Roche-Genentech: The Going Gets Messy
A quick roundup of recent developments in Roche's dramatic $44 billion bid takeover bid for Genentech:
- Genentech established a committee of three "independent" directors to evaluate the Roche bid. The especially odd thing here is that one of them is Genentech's co-founder Herbert Boyer. I'm sure Boyer somehow fits the definition of "independent" for SEC purposes -- he's no longer an employee, although he still owns 112,000 shares -- but it's kind of hard to imagine just how independent he can be in evaluating the sale of his own child (now all grown up, of course) to a Swiss monolith.
- Genentech is sending out mixed signals about its options for resisting the Roche offer.
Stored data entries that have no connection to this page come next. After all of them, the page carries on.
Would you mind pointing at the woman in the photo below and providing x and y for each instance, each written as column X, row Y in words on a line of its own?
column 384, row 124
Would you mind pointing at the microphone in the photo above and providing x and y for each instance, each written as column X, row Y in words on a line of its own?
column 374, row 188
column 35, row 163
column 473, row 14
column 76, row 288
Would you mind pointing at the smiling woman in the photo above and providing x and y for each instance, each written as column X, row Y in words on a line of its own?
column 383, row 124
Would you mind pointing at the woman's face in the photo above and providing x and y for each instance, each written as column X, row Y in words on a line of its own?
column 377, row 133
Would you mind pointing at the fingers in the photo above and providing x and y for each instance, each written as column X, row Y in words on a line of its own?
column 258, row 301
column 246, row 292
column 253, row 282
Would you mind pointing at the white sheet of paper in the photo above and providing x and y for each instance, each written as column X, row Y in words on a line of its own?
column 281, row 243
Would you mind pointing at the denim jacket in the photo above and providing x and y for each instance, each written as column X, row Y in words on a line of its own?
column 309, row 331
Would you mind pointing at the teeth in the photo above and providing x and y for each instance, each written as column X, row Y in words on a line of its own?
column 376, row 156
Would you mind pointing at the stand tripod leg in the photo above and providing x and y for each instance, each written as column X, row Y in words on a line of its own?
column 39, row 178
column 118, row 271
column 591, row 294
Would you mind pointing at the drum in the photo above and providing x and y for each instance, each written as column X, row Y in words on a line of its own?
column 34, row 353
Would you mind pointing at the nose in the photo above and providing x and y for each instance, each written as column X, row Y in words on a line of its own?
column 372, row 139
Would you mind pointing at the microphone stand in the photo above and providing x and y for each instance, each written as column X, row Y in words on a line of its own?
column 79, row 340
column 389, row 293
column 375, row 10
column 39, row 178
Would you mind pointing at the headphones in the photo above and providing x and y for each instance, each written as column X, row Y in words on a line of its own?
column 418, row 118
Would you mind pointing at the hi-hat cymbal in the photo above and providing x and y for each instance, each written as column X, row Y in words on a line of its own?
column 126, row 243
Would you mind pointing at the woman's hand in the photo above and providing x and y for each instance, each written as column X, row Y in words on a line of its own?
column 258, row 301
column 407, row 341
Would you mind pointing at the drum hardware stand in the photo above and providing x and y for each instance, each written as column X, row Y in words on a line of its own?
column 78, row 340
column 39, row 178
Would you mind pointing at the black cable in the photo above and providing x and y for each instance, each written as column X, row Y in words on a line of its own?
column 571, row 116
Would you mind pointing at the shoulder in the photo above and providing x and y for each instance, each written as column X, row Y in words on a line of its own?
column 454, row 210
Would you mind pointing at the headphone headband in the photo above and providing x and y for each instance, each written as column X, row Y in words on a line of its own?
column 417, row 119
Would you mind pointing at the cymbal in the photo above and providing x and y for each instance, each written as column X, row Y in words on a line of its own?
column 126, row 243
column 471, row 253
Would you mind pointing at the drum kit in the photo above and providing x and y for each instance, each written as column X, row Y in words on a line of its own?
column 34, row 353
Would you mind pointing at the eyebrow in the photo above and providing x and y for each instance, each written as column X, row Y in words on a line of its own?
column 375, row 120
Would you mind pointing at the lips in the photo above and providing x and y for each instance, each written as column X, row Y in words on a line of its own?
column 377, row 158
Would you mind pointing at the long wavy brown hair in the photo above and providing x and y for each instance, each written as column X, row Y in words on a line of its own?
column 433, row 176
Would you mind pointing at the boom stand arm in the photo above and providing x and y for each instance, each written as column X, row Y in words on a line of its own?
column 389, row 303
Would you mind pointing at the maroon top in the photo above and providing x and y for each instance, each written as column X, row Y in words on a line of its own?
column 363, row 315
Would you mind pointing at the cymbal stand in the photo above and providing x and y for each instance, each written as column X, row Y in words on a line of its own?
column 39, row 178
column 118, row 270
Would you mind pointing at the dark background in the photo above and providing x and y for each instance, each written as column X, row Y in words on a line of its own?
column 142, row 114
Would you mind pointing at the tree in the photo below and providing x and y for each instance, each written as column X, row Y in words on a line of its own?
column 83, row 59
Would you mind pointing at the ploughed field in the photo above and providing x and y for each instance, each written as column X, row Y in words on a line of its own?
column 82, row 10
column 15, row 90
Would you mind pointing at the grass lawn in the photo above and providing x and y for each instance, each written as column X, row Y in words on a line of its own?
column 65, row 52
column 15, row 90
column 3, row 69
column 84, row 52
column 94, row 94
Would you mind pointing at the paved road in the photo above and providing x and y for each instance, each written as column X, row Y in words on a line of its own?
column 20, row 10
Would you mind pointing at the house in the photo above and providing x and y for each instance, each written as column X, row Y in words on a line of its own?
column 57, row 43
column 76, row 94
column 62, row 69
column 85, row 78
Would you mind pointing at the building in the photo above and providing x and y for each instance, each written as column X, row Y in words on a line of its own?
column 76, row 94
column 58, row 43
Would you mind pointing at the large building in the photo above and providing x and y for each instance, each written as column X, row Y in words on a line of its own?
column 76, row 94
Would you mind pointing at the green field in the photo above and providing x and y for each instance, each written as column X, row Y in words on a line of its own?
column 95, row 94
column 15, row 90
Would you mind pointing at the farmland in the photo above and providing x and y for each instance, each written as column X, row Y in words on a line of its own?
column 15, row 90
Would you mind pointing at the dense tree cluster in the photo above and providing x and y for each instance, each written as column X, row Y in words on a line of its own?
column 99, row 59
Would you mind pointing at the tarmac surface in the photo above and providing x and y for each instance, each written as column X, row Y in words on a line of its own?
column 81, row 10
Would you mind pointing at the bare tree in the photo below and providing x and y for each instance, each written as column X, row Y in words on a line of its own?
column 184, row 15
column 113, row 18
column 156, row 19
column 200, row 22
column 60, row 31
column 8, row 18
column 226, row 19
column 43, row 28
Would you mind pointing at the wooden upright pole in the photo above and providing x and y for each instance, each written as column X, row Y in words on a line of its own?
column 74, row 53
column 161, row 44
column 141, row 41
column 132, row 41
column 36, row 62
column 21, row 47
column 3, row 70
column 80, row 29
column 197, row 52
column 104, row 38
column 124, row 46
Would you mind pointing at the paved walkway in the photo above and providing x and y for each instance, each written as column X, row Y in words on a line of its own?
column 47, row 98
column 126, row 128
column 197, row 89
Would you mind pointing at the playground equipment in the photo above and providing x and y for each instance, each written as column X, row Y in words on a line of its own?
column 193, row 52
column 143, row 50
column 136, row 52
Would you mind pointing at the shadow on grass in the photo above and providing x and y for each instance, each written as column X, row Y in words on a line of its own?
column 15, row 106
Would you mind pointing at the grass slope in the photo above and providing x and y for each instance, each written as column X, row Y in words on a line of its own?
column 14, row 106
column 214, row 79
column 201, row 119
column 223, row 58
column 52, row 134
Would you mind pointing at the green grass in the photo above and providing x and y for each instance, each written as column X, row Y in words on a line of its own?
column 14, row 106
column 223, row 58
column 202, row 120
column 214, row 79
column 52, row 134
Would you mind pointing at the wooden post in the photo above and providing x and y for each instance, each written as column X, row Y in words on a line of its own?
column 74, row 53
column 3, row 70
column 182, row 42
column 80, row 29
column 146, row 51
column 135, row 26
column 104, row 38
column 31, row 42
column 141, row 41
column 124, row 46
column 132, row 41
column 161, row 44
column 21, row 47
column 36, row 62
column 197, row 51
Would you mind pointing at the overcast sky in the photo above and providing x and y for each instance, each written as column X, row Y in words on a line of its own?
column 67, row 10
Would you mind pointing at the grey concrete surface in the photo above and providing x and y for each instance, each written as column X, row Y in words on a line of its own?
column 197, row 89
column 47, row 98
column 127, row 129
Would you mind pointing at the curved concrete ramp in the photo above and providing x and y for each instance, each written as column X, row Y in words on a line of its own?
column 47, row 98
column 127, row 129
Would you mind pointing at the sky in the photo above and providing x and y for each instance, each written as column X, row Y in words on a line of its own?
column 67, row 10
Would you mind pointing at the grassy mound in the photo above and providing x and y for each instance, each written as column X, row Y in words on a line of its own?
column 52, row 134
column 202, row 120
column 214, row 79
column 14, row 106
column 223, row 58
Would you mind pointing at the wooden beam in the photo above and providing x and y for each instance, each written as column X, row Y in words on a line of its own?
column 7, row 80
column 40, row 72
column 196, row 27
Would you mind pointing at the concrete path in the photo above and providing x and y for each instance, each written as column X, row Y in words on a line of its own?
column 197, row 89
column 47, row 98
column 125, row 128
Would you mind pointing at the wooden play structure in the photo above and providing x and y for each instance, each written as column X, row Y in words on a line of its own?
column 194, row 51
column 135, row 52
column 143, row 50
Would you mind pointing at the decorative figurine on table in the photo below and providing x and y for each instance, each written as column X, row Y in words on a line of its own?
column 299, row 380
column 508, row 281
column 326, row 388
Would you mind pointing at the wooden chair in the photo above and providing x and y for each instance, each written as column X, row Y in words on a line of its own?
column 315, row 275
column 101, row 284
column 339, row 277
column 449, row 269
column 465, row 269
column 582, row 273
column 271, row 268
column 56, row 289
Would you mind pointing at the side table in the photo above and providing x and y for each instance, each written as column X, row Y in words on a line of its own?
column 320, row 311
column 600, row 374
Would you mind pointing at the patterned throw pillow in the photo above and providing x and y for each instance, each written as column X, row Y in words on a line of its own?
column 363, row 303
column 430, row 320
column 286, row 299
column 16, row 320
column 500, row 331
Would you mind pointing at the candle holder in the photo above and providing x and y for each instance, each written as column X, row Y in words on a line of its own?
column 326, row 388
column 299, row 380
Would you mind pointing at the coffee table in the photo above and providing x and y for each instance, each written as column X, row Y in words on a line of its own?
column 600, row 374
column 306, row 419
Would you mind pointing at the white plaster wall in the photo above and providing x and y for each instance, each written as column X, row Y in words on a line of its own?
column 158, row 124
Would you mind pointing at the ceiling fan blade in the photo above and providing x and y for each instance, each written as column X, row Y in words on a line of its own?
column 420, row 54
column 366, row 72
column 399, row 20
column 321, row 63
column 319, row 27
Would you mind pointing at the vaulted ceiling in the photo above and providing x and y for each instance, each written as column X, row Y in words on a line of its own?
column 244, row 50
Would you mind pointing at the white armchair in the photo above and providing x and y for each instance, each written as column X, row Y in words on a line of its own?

As the WSJ Health Blog pointed out last week, the company's latest proxy notes that Roche has the option to set an acquisition price by requesting valuations from two "nationally recognized" investment banks and averaging them. (The only catch: Genentech's "independent" directors get to select the banks.) In its most recent public statement, however, Genentech waffles on that point and argues that "does not obligate Genentech or the special committee to agree to any specific process or any price based on valuation assessments provided by investment banks."
- Anyone who doubts whether Roche is willing to play hardball needs to remember that it spent seven months waging an ultimately successful takeover of the diagnostics maker Ventana Medical Systems for $3.4 billion. That deal, too, was the brainchild of Severin Schwan, then head of Roche's diagnostics group and now CEO of the entire company.
- For some far-out speculation, turn to the In Vivo Blog, where Kate Rawson argues that the Roche bid is actually a defensive play against the future approval of biogeneric competition to Genentech's leading biotech drugs. It's a complicated thesis that doesn't totally hold up so far as I'm concerned, but if you're a pharma-deal junkie, it's worth a look.